También los movimientos estudiantiles han avanzado en el convencimiento de que la lucha no es sólo por condiciones para ingresar y mantenerse en el sistema educativo sino por un nuevo modelo de educación, que no se ponga al servicio de la formación de trabajadores y el desarrollo de conocimiento para el sector productivo primordialmente, sino al servicio de la formación de sujetos libres. De igual manera, los movimientos urbanos avanzan en la discusión de un modelo distinto de ciudad, de una forma distinta de habitar el territorio, de una manera distinta de relacionarse con la vida rural, etc. Todo ello implica un horizonte de lucha en el largo plazo y demanda procesos reales de organización y articulación del movimiento social y popular, pues sin ello solo caben luchas pequeñas, sectoriales y de corto plazo, que no logran sostenerse si no se articulan en un movimiento de transformación real y profunda de la sociedad.

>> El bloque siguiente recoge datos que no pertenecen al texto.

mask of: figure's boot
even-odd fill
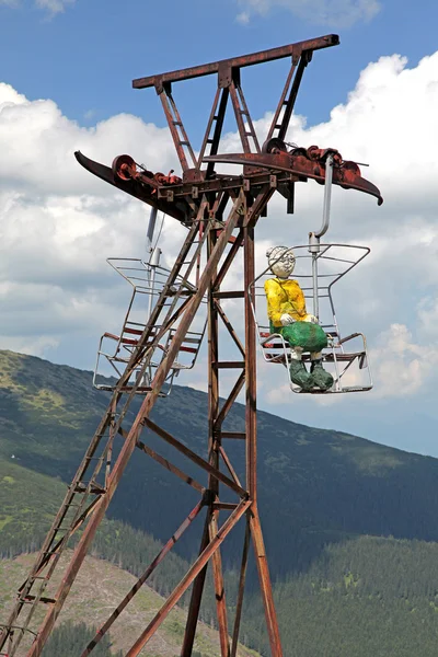
[[[311,390],[314,385],[313,377],[306,369],[306,365],[301,359],[292,358],[290,362],[290,380],[302,390]]]
[[[333,385],[333,377],[322,367],[322,358],[312,360],[310,368],[313,385],[320,390],[328,390]]]

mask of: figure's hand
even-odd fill
[[[293,323],[293,318],[285,312],[285,314],[280,316],[280,322],[281,326],[288,326],[289,324]]]
[[[312,324],[319,324],[318,318],[315,318],[314,315],[311,315],[309,313],[303,319],[303,322],[311,322]]]

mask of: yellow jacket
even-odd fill
[[[290,314],[297,322],[308,316],[306,299],[299,284],[287,278],[269,278],[265,281],[267,314],[274,326],[281,326],[280,316]]]

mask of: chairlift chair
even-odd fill
[[[128,309],[122,330],[118,334],[105,332],[99,343],[97,358],[93,373],[93,385],[97,390],[112,391],[116,388],[117,381],[123,376],[123,371],[129,362],[136,350],[139,339],[143,334],[158,298],[169,277],[169,269],[159,264],[146,263],[140,258],[107,258],[106,261],[130,286],[132,289]],[[177,285],[177,283],[176,283]],[[192,293],[193,286],[189,283],[184,284],[186,292]],[[169,303],[172,296],[169,297]],[[160,396],[168,396],[172,390],[172,384],[182,370],[192,369],[196,362],[199,348],[204,338],[206,323],[199,331],[188,331],[180,348],[178,356],[174,361],[165,380],[166,391],[161,392]],[[159,334],[160,325],[153,326],[151,339]],[[151,390],[151,382],[154,372],[161,360],[168,353],[169,345],[176,331],[176,326],[170,327],[162,336],[162,339],[153,347],[152,358],[148,354],[148,365],[145,368],[145,360],[141,359],[132,371],[129,381],[124,387],[124,392],[132,390],[136,385],[138,394],[145,394]],[[148,351],[147,351],[148,353]],[[114,379],[107,378],[102,371],[104,364],[110,365],[110,372],[115,376]],[[103,381],[102,378],[106,377]],[[141,381],[138,381],[141,377]]]
[[[365,392],[371,390],[372,379],[368,364],[367,342],[362,333],[342,336],[333,301],[333,286],[356,267],[370,252],[367,246],[351,244],[320,244],[316,254],[318,277],[312,272],[314,256],[309,245],[291,247],[296,257],[293,279],[304,293],[307,308],[313,307],[313,313],[320,319],[320,325],[327,336],[327,347],[323,349],[324,367],[331,371],[334,384],[328,391],[312,389],[308,394],[328,394],[345,392]],[[267,324],[266,297],[264,283],[273,274],[267,267],[250,285],[249,295],[254,314],[258,344],[266,362],[286,367],[292,392],[304,391],[290,380],[290,347],[279,333],[270,333]],[[315,308],[316,306],[316,308]],[[316,312],[315,312],[316,311]],[[263,313],[263,314],[262,314]],[[261,319],[264,316],[265,319]],[[355,346],[355,348],[354,348]],[[302,360],[310,364],[310,354],[303,354]],[[347,379],[350,379],[348,382]]]

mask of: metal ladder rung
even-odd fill
[[[36,596],[26,596],[25,598],[21,598],[22,602],[24,604],[32,604],[36,599]],[[39,598],[38,600],[39,602],[43,602],[44,604],[55,604],[56,600],[55,598]]]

Todo eso lo tenemos claro en el movimiento social y popular hoy. Lo que no tenemos tan claro todavía es cómo lograr esos niveles de organización y articulación requeridos. En ello tal vez pueda ayudarnos diferenciar cuáles son nuestras luchas reivindicativas, en las cuales tenemos que movernos en contra del establecimiento para lograr reformas a favor de nuestra proyección de vida, y nuestras luchas en términos de construir formas de vida distintas en nuestro territorio, formas distintas de producir, con economías de autoabastecimiento e intercambios no comerciales, formas distintas de ser y de existir, etc. En fin, todo lo que implica construir una racionalidad distinta a la racionalidad económica impuesta por el capitalismo. Y para ello debemos también, desde las distintas plataformas de articulación organizativa, desarrollar estrategias tan fuertes y sostenidas como las que impulsamos para la movilización.
Pues hay reformas grandes que sólo pueden hacerse movilizando los recursos del Estado en nuestro favor, o eliminando su intervención en nuestra contra; pero hay también reformas que requieren incorporar a nuestra existencia otras maneras de comportarnos, de estar en el mundo con los demás seres y con nosotros mismos. Las reformas políticas estatales pueden eliminar algunos obstáculos para ello, pero no pueden por sí solas impulsarlas; en cambio, la transformación colectiva de nuestra subjetividad en el territorio, inmersos en la tarea de construir colectivamente un mundo mejor cada día, puede ser la fuerza que nos permita confrontar el establecimiento allí donde no quiera ponerse en función de los planes de vida que hemos diseñado, consciente y autónomamente, en las comunidades.